Erstellt am: 10. 9. 2014 - 10:51 Uhr
Am Rüssel sollst du sie erkennen!
Death From Above 1979 spielen am 15. Oktober im Flex in Wien. Rüssel nicht vergessen!
"Der Elefant im Gesicht ist the elephant in the room". Ich telefoniere mit Jesse F. Keeler und befrage ihn zum neuen Death From Above 1979-Album "The Physical World". So wie beim Debüt dominiert das Bandlogo auch die Covergestaltung des Nachfolgers. Jesse hat es selbst entworfen: "Wir wollten immer dieser elephant in the room sein, so massiv und unvermeidbar wie möglich."
Man Cave Music
Warner Bros
Das ist gelungen. Mit einer explosiven Mischung aus böse verstimmten Metal-Riffs, Feedbackschleifen, die eher an Rave-Sounds als an Jimi-Hendrix-Freak-Outs erinnerten, einer profunden Hardcore-Attitude, Tanzbeine machenden Drum Rolls, dazu über die Alm treibende Kuhglocken und brachial heiser vorgetragene Sangesmelodien, hinterließ das Duo aus Toronto mit dem Debüt "You’re A Woman, I’m A Machine" bleibende Eindrücke unter den Stahlstadtkindern dieser Welt (hier ein kurzer Rückblick auf ihre Karriere).

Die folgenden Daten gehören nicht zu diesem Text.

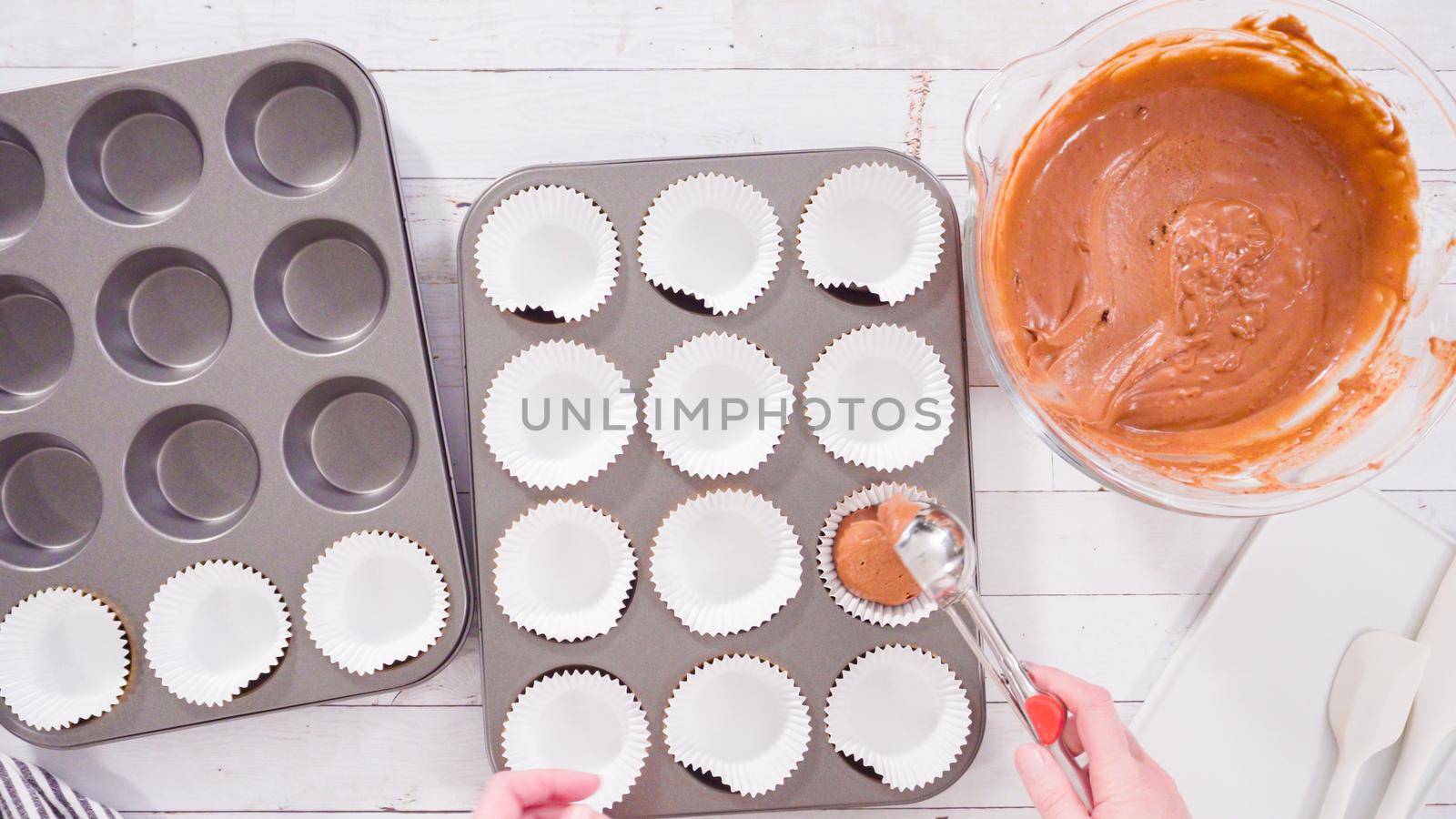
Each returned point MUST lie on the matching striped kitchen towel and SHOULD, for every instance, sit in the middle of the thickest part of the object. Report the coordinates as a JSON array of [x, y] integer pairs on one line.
[[33, 793]]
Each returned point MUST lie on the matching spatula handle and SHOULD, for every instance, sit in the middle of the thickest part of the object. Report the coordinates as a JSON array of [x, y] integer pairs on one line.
[[1341, 784]]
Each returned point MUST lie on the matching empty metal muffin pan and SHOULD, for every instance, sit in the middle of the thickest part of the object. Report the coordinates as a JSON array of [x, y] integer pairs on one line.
[[793, 321], [211, 347]]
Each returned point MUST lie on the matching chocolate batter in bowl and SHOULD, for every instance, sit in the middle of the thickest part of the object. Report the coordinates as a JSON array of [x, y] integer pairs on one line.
[[1208, 251]]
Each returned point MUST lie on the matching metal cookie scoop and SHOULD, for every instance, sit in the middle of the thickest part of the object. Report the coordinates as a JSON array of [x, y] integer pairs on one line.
[[939, 552]]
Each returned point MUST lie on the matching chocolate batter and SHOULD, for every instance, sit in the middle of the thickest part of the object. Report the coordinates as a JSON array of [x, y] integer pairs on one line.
[[865, 552], [1200, 245]]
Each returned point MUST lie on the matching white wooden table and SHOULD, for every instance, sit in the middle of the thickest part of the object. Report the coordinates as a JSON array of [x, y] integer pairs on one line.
[[1081, 577]]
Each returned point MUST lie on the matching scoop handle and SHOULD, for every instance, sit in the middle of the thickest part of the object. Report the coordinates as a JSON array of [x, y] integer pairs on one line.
[[1036, 709], [1420, 748]]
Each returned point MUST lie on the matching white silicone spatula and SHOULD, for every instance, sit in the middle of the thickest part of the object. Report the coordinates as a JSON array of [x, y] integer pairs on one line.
[[1369, 704], [1433, 719]]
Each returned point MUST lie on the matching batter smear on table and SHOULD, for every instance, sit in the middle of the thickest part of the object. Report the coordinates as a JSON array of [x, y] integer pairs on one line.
[[1200, 245]]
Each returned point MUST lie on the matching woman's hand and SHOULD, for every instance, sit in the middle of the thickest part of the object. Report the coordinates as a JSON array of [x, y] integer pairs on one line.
[[1126, 783], [538, 794]]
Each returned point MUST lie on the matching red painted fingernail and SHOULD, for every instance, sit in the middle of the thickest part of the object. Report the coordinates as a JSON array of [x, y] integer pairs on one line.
[[1047, 716]]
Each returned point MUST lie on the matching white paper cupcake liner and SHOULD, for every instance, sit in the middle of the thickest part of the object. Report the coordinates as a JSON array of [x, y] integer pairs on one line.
[[902, 712], [717, 405], [725, 561], [580, 722], [548, 248], [739, 719], [713, 238], [880, 397], [873, 227], [63, 659], [564, 570], [215, 629], [581, 407], [375, 599], [864, 610]]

Dass sich die beiden Rüsselviecher Jesse F. Keeler (Bass, Synths, Keyboard) und Sebastien Graigner nun zehn Jahre nach dem Erstlingswerk zu einem originären Nachfolger zusammengerauft haben, hat nicht unwesentlich mit der Magie grüner Banknoten zu tun, wie die beiden in Interviews netterweise offen zugeben. "Because you asked for it", ist eine weitere Standardantwort, wenn nach Beweggründen für das späte zweite Album gefragt wird.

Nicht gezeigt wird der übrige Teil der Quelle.